Yol hâlâ çok uzun ve engebeli
Arafat'ın cenazesinden birkaç saat sonra Başkan Bush ve Başbakan Blair bir basın toplantısı düzenledi. Bush "Bir Filistin devletinin kurulması için önümüzde büyük bir şans olduğuna inanıyorum. Gelecek dört yıl içinde ABD'nin sermayesini bu devlete yönelik olarak kullanma niyetindeyim Gerçekten özgür bir devletin gelişmesinin dünyanın çıkarına olduğu kanısındayım" dedi. Blair'in baskıları sonucu da olsa Amerikan Başkanı, önüne Filistin sorununun çözülmesi hedefini koydu. Blair de aynı amacı hedeflediğini söylerken kurulacak Filistin devletinin yaşayabilir bir devlet olması gerektiğinin altını çizdi. Bush'un bu sözüne ne ölçüde sadık kalacağı konusunda kuşkular var. Ancak her şeye rağmen Arafat'ın ölümüyle birlikte ciddi bir barış atağına kalkılması imkanının ortaya çıktığını da kabul etmek gerek. Sonuçta Bush bile Kudüs'te barışın Bağdat'tan geçmediğini, tersine tüm Ortadoğu'da barışın ancak Kudüs'e barış gelmesiyle sağlanabileceğini anlamış görünüyor. Ortadoğu'da barışı kurabilmek, büyük devletlerin bu konuya ciddiyetle eğilmelerine rağmen kolayca da gerçekleşemez. Arafat'ın ölümü ardından yerine gelecek kişi veya kişiler onun sahip olduğu prestije veya meşruiyete sahip değil. Üstelik Arafat'ın ardında bıraktığı Filistin yönetimi hemen tüm çivileri çıkmış, idari mekanizmaları çökmüş, yolsuzluklar içinde yüzen bir kabuktan ibaretti. Dahası, bir Filistinli'nin söylediği gibi, halefleri "Arafat'ın yerinde oturabilirler ama yerini dolduramazlar".

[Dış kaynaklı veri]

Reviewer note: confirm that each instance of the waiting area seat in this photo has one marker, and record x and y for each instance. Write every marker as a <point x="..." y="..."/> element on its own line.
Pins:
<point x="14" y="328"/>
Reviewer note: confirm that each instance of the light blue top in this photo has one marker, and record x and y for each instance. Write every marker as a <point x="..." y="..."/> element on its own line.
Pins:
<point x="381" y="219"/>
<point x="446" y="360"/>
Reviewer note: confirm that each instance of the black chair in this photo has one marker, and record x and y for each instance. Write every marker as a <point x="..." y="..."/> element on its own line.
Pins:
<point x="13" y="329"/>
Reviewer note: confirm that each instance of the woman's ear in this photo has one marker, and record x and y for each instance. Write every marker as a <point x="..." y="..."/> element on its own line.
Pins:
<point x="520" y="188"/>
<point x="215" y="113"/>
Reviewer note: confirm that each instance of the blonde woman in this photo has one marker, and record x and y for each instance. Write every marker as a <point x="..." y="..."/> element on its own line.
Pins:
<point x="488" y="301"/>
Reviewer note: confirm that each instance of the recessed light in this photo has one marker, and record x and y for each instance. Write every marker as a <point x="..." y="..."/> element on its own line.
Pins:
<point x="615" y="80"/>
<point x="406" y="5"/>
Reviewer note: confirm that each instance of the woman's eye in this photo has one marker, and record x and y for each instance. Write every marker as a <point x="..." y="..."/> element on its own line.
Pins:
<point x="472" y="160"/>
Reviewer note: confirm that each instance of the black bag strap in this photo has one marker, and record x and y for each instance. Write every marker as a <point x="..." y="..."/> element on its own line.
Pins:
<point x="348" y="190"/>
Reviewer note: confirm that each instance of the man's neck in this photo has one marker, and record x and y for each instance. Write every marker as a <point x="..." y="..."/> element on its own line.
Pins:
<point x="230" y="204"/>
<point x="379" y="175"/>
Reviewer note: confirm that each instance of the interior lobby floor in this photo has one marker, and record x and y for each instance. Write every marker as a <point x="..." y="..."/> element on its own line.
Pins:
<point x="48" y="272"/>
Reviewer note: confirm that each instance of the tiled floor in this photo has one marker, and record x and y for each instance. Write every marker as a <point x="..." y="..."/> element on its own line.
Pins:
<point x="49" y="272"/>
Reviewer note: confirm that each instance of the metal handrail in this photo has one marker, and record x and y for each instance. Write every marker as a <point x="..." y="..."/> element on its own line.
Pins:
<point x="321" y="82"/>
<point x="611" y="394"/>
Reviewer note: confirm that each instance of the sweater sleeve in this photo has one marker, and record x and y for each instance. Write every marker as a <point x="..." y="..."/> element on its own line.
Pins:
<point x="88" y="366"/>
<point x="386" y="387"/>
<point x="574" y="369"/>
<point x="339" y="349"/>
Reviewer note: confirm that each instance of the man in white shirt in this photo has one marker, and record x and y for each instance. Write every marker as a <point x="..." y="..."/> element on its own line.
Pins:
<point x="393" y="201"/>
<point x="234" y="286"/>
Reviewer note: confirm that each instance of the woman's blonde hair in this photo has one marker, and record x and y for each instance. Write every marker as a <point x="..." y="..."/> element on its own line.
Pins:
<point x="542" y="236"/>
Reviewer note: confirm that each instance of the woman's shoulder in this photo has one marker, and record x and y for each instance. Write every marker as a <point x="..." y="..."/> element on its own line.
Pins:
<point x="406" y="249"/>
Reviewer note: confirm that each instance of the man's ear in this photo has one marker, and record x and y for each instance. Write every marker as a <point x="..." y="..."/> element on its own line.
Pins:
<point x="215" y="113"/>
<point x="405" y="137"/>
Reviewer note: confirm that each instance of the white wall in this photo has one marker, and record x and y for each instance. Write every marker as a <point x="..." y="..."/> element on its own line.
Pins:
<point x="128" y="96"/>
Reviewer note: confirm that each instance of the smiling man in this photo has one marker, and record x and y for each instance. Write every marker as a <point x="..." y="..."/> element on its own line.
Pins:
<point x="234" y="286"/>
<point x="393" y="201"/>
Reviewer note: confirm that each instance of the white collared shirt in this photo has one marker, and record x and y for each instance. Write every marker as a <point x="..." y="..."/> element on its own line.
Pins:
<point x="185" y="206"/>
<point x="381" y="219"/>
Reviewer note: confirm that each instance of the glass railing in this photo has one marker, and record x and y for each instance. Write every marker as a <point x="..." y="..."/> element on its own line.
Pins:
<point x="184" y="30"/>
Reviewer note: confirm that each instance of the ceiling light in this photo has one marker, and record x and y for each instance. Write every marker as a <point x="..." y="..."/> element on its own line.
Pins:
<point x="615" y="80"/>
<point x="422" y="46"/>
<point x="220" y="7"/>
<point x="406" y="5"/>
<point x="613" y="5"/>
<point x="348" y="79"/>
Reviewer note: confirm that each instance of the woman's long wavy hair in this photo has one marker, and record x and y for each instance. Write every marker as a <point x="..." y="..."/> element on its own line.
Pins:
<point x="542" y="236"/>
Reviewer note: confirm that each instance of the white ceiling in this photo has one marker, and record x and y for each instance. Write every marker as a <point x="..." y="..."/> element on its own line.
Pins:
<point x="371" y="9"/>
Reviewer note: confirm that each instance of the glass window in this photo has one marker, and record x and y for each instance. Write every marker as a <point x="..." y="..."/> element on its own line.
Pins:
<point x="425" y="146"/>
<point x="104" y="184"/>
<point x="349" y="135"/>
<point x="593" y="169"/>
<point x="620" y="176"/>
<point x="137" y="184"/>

Barış önerisi ne oldu Filistinlilerin önlerindeki zorlu meseleleri aşabilmek için bu meşruiyet sorununu aşmaları gerekiyor. Önümüzdeki aylarda bugün yönetimi ele geçiren eski tüfeklere karşı, Birinci İntifada'dan beri ortaya çıkmış daha milliyetçi ve daha dinci, sokağa hakim olabilecek liderler ön plana çıkma mücadelesi vermeleri beklenebilir. Genç ve radikal unsurların iktidar mücadelesi ister istemez İsrail'in varlığını sorgulayan ve Filistinliler açısından maksimum talepler içeren bir siyasi platforma dayanacaktır. Dinci unsurların daha fazla ön plana çıkmaları da doğal sayılmalı. Böylesi bir durum İsrail'den sert tepki alacaktır. Dolayısıyla yapılması gereken ilk iş geçiş döneminde yönetimde olanların başarı şanslarını arttıracak girişimlerin yapılmasıdır. İsrail Gazze'den çıkmalıdır. Şimdilik rafa kalkmış "Yol Haritası" veya geçen sene Filistinli ve İsrailli önde gelen şahsiyetlerce imzalanan Cenevre Anlaşması türünden belgelerin yansıttıkları mutabakata uygun adımlar atılmalıdır. 2002 yılında Arap Birliği, Suudi veliaht prensi tarafından hazırlanmış, İsrail'e güvenlik garantisi veren, Filistin'de bağımsız ve demokratik bir devlet kurulmasını öngören bir barış önerisini kabul etmişti. Bunların yeniden tedavüle sokulması, bölge ülkelerinin ABD'den gelecek inandırıcı bir açılımı desteklemeleri Filistinli liderlerin barışçı bir yola girmelerini kolaylaştırır. Böyle bir süreçte İsrail'in kaba hatlarıyla 1967 sınırlarına dönmeyi kabul etmesi şarttır. Filistinliler'in ise bir toplum olarak 1948 yenilgisinin sonuçlarını sindirmeleri gerekecektir. Bu türden ağır adımlar ancak ulusal mutabakata dayalı olarak atılabilir. Bu bağlamda Filistin'de Hamas'ın da katılabileceği seçimlerin yapılması mutlaka sağlanmalıdır. Daha derindeki meşruiyet krizi ancak bu şekilde aşılır. Filistinliler'in içinde yaşadıkları koşulların zorluğuna rağmen Arafat sonrasını iyi yönetebilmeleri uluslararası sistemdeki barışa yönelik baskıların yoğunluğunu da, başarı şansını da arttıracaktır. Okurların Ramazan Bayramını kutlarım.